Etwas weiter südlich, am Strandabschnitt „Oase zur Sonne“, sind tagtäglich zumindest zwei Menschen zu sehen. Denn für Karen und Ludolf Jensen ist der Winter noch lange kein Grund, auf ihr tägliches Bad zu verzichten. Seit zwölf Jahren schwimmen die beiden 74-Jährigen an jedem Tag im Meer - und bei jedem Wetter. Und sie verzichten dabei nicht einmal auf eine Massage. „Wellen sind die besten Masseure, die es gibt“, sagt Karen Jensen, „erst recht bei starker Brandung und wenn das Wasser nur ein Grad kalt ist.“ Die Dauer des Badeganges variiert dabei je nach Temperatur. Bei zehn Grad Wassertemperatur könne man es eine gute halbe Stunde aushalten. Bei etwa einem Grad geht es dagegen schon nach wenigen Minuten zurück an den Strand. „Wir schauen aber nicht auf die Uhr. Das spürt jeder für sich, wann es genug ist.“
Ob Wind oder Regen und Schnee - die beiden Archsumer setzen sich morgens ins Auto und fahren hinüber an den Strandabschnitt südlich von Westerland.

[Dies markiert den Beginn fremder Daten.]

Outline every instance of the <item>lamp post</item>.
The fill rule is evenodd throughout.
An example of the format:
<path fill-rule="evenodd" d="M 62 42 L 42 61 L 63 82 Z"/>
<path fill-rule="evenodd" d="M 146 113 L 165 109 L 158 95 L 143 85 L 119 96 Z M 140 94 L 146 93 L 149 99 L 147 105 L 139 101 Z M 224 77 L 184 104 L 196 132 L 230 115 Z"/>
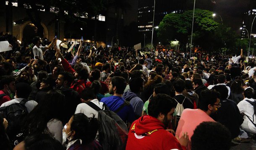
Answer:
<path fill-rule="evenodd" d="M 192 41 L 193 36 L 193 28 L 194 27 L 194 17 L 195 16 L 195 5 L 196 5 L 196 0 L 194 1 L 194 9 L 193 9 L 193 18 L 192 19 L 192 28 L 191 31 L 191 40 L 190 41 L 190 52 L 189 53 L 189 57 L 191 57 L 191 50 L 192 50 Z"/>
<path fill-rule="evenodd" d="M 222 21 L 222 17 L 221 17 L 221 16 L 220 16 L 220 15 L 218 15 L 218 16 L 219 17 L 219 18 L 220 18 L 220 20 L 221 20 L 221 24 L 222 24 L 222 25 L 223 25 L 223 21 Z M 214 14 L 212 14 L 212 16 L 213 16 L 214 17 L 215 17 L 215 16 L 216 16 L 216 13 L 214 13 Z"/>
<path fill-rule="evenodd" d="M 154 21 L 155 19 L 155 6 L 156 0 L 154 0 L 154 12 L 153 12 L 153 23 L 152 24 L 152 39 L 151 39 L 151 48 L 153 47 L 153 34 L 154 33 Z"/>
<path fill-rule="evenodd" d="M 242 30 L 243 29 L 245 29 L 246 31 L 247 31 L 247 34 L 248 35 L 248 39 L 249 39 L 249 32 L 248 32 L 248 30 L 247 30 L 247 29 L 246 29 L 246 28 L 243 28 L 242 27 L 240 28 L 240 30 Z"/>
<path fill-rule="evenodd" d="M 254 18 L 253 18 L 253 22 L 251 23 L 251 32 L 250 33 L 250 40 L 249 41 L 249 50 L 248 51 L 248 57 L 249 57 L 249 55 L 250 54 L 250 46 L 251 45 L 251 31 L 253 29 L 253 22 L 254 22 L 255 18 L 256 18 L 256 16 L 255 16 Z"/>

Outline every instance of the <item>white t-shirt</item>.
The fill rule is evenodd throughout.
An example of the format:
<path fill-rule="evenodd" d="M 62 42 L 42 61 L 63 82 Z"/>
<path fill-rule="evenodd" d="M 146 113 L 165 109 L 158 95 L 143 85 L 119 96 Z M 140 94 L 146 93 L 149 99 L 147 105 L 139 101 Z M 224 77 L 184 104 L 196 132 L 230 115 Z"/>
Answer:
<path fill-rule="evenodd" d="M 14 98 L 10 101 L 7 101 L 3 103 L 0 106 L 0 108 L 8 106 L 11 104 L 16 103 L 19 103 L 24 98 Z M 37 102 L 35 101 L 31 100 L 25 103 L 25 106 L 27 108 L 27 110 L 30 113 L 37 105 Z"/>
<path fill-rule="evenodd" d="M 90 101 L 97 105 L 101 109 L 102 109 L 103 103 L 99 102 L 97 99 L 93 99 Z M 77 105 L 75 114 L 78 113 L 83 113 L 89 118 L 92 117 L 94 114 L 95 115 L 94 117 L 98 118 L 98 111 L 90 107 L 86 103 L 81 103 Z"/>
<path fill-rule="evenodd" d="M 231 58 L 231 59 L 233 61 L 233 62 L 234 62 L 234 64 L 238 64 L 238 60 L 239 60 L 239 59 L 241 58 L 241 56 L 240 56 L 240 55 L 236 57 L 235 56 L 233 56 L 232 57 L 232 58 Z M 230 60 L 229 62 L 228 62 L 228 64 L 232 64 L 232 62 L 231 62 L 231 60 Z"/>
<path fill-rule="evenodd" d="M 248 116 L 250 119 L 253 121 L 253 115 L 254 113 L 253 106 L 252 106 L 250 103 L 249 103 L 249 102 L 245 101 L 246 100 L 248 100 L 251 101 L 255 101 L 255 100 L 253 98 L 249 99 L 248 98 L 245 98 L 243 101 L 240 101 L 239 103 L 238 103 L 238 107 L 239 109 L 240 113 L 244 114 Z M 250 121 L 250 120 L 249 120 L 246 116 L 244 115 L 243 119 L 247 119 L 248 121 L 248 127 L 249 127 L 249 128 L 250 128 L 250 129 L 253 131 L 254 132 L 256 132 L 256 127 Z M 253 116 L 253 117 L 254 118 L 254 122 L 256 122 L 255 121 L 256 119 L 255 115 Z"/>
<path fill-rule="evenodd" d="M 211 90 L 212 88 L 213 88 L 215 85 L 224 85 L 226 86 L 226 87 L 227 87 L 227 90 L 228 91 L 228 96 L 227 96 L 227 97 L 228 98 L 229 97 L 229 96 L 230 95 L 230 87 L 229 87 L 228 86 L 226 85 L 226 84 L 225 83 L 219 83 L 219 84 L 217 84 L 216 85 L 210 85 L 208 86 L 207 88 L 209 90 Z"/>
<path fill-rule="evenodd" d="M 38 57 L 42 60 L 44 60 L 44 56 L 43 56 L 43 51 L 42 49 L 44 49 L 44 47 L 39 46 L 37 47 L 37 45 L 35 45 L 33 48 L 33 54 L 34 54 L 34 59 L 36 59 L 36 56 L 38 56 Z"/>
<path fill-rule="evenodd" d="M 47 123 L 47 127 L 53 137 L 60 141 L 60 143 L 62 143 L 62 122 L 55 119 L 52 119 Z"/>

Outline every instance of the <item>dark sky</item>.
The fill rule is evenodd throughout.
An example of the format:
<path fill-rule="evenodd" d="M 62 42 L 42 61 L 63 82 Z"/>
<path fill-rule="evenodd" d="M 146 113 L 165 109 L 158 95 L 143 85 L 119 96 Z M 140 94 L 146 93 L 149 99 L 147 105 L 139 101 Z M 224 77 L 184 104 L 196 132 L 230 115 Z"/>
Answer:
<path fill-rule="evenodd" d="M 216 0 L 214 11 L 222 17 L 224 24 L 237 31 L 242 25 L 243 15 L 248 9 L 249 1 L 250 0 Z"/>

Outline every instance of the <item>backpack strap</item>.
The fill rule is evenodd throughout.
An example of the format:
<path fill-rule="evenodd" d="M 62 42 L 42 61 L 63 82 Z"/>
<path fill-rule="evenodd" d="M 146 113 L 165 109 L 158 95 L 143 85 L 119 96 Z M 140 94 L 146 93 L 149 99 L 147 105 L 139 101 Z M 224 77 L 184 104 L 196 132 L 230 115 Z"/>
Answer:
<path fill-rule="evenodd" d="M 122 104 L 120 106 L 120 107 L 119 107 L 119 108 L 118 108 L 117 110 L 116 110 L 115 111 L 114 111 L 114 112 L 115 112 L 116 114 L 117 114 L 118 112 L 119 112 L 121 110 L 121 109 L 123 109 L 123 107 L 124 107 L 125 106 L 129 106 L 129 105 L 130 105 L 130 102 L 128 102 L 128 101 L 125 100 L 125 101 L 123 103 L 123 104 Z"/>
<path fill-rule="evenodd" d="M 183 100 L 183 101 L 182 102 L 182 103 L 181 104 L 181 105 L 183 105 L 183 103 L 184 103 L 184 101 L 185 101 L 185 99 L 186 99 L 186 96 L 185 96 L 185 98 L 184 98 L 184 99 Z"/>
<path fill-rule="evenodd" d="M 7 95 L 5 93 L 0 94 L 0 99 L 6 96 L 7 96 Z"/>
<path fill-rule="evenodd" d="M 92 102 L 90 101 L 85 102 L 85 103 L 86 104 L 88 105 L 90 107 L 91 107 L 93 109 L 95 109 L 95 110 L 97 111 L 99 111 L 100 110 L 103 109 L 103 108 L 102 108 L 102 109 L 100 108 L 99 108 L 98 106 L 96 105 L 95 103 L 93 103 L 93 102 Z"/>

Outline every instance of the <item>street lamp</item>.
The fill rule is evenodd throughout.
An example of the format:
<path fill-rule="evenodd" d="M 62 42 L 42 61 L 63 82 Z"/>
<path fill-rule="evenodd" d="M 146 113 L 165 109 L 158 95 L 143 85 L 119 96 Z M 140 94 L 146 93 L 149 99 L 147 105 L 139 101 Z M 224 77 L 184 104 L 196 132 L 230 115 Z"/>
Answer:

Ab Herbst, wenn die Strandkörbe die Westküste verlassen und ihr Winterdomizil bezogen haben, müssen die Jensens ihre dicken Wollpullover und langen Unterhosen gut in Regenjacken verstauen und mit Steinen beschweren, damit sie nicht nass werden oder davonfliegen. Das ist aber auch schon der einzige Unterschied zum Sommer. Im Laufe des Jahres sinkt allmählich sowohl die Temperatur als auch die Zahl der Mitbadenden. Doch für die Jensens spielt das Wetter keine Rolle. „Wir waren auch im Dezember 1999 im Wasser“, erinnert sich Karen Jensen. Damals wütete der Orkan „Anatol“ über Sylt.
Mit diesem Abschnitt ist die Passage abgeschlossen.